I dislike Nicolas Cage.  I like Werner Herzog.  And I loved Abel Ferrara’s Bad Lieutenant.   So I figured, why not watch Herzog’s Bad Lieutenant: Port of Call, New Orleans?  Neither a remake nor a sequel, this film is about a different bad lieutenant and gives Cage plenty of space to chew the scenery.  He takes drugs (lots of them), gambles, associates with drug dealers and murderers, he basically does whatever he wants.  I honestly didn’t see the point of all this.  There are some good comic moments and a few times when the movie goes as far over the top as I hoped it would, but it doesn’t do that enough.  I know this scored highly with critics but I was hoping it would be a better bad movie than it turned out to be.

Following that, a total waste of time called Ninja Assassin.  Why did I watch it?  Because I foolishly thought that with Joel Silver as exec producer and the Wachowski (Brothers? Sisters?) siblings as producers, they were setting out to make the ultimate ninja action film.  Sorry, no, they didn’t.  Starring Korean pop star Rain and legendary action star Sho Kosugi (who sounds like Darth Vader here), the film commits the First Sin of Action Films – the action is badly shot and poorly edited.  You can’t see much of what’s going on and you’ve got little idea of who is doing what to whom, but by the final third of the film you no longer care.  And why was this set in Berlin?  I guess they filmed there for a tax break – you certainly don’t get to see much of the city.  An Ultimate Ninja film would possess some degree of gravitas but this one has none – there is no great tragedy or redemption here, just a silly script and too many digital effects.  In the final 15 minutes, if you’re like me you’ll find yourself reciting every line of the predictable dialog a split second before a character on screen does.  Worse, the last shot would seem to be setting this up as a franchise.  I hope that doesn’t happen.
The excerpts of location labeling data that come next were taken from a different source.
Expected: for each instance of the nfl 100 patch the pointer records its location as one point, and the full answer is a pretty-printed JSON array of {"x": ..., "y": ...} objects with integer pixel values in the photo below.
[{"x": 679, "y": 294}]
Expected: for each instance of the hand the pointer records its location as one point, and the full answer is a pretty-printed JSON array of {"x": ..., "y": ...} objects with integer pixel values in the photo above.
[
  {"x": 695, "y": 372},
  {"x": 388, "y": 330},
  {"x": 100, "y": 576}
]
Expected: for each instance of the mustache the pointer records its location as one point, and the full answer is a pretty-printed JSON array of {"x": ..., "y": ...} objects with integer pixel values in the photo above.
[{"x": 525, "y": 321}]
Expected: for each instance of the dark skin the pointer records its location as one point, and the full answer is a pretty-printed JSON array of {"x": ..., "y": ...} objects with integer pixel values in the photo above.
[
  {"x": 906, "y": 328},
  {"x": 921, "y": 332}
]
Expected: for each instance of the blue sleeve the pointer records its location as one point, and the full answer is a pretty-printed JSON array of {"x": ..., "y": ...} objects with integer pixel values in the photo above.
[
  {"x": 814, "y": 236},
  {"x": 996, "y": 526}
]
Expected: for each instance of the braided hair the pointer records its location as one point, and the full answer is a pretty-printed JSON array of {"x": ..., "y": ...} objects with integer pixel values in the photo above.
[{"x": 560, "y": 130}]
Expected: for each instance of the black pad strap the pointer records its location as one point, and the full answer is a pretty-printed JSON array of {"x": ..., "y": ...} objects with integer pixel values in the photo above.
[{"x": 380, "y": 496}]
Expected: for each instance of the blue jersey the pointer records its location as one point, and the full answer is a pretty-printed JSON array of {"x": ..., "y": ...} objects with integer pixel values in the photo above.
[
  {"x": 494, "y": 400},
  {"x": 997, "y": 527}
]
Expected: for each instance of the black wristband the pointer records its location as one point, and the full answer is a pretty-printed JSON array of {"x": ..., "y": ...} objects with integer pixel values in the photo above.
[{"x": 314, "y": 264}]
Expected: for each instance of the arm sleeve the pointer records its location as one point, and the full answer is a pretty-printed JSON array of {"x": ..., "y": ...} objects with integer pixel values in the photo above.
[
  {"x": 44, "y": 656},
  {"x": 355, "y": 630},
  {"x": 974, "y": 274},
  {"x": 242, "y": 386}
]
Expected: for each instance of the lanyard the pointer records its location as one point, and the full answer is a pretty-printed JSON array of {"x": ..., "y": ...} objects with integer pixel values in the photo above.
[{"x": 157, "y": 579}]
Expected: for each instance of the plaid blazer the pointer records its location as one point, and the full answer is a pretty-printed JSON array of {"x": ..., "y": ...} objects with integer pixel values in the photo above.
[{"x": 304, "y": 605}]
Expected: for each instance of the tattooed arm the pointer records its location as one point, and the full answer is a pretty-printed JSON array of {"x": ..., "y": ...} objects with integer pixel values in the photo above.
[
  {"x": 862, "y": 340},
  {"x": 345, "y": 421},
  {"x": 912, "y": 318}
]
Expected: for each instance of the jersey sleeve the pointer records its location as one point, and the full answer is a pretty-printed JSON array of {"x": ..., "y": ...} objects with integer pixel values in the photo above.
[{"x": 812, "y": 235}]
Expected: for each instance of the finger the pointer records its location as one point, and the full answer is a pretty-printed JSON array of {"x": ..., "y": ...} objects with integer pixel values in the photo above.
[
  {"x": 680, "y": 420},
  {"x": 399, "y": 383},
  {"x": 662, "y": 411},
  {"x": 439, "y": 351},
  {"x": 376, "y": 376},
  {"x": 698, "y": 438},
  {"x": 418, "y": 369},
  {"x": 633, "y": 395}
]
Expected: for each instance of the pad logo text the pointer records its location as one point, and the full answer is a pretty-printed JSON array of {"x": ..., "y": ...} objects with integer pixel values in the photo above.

Last week we caught up with Shutter Island.  Now I’m a huge Martin Scorsese fan.  His work has been hugely influential in terms of how I see and experience films.  And yet, I haven’t really liked much of what he’s done in the past 15 years.  So I approached this film with caution.  The trailer made me think it was going to be a simple genre film, perhaps elevated to artistic levels and as the film moved forward, I started to believe that could indeed be the case.  There’s this sense of control and technical mastery evident in every shot.  ”Oh, my, Scorsese has made his Shining!” I said to myself.  There are enough clues sprinkled throughout the film so that you should be able to guess what happens in the final third and yet it’s fun getting there.  And there’s enough ambiguity at the end to make you wonder about what you saw and what is liable to happen next.  If it’s not a great film, and it definitely isn’t, it’s not an embarrassment to anyone involved and if I’m in the mood for some Scorsese and not reaching for Mean Streets, Taxi Driver, Raging Bull or Goodfellas, well at least I’d pick this before Gangs of New York or Departed.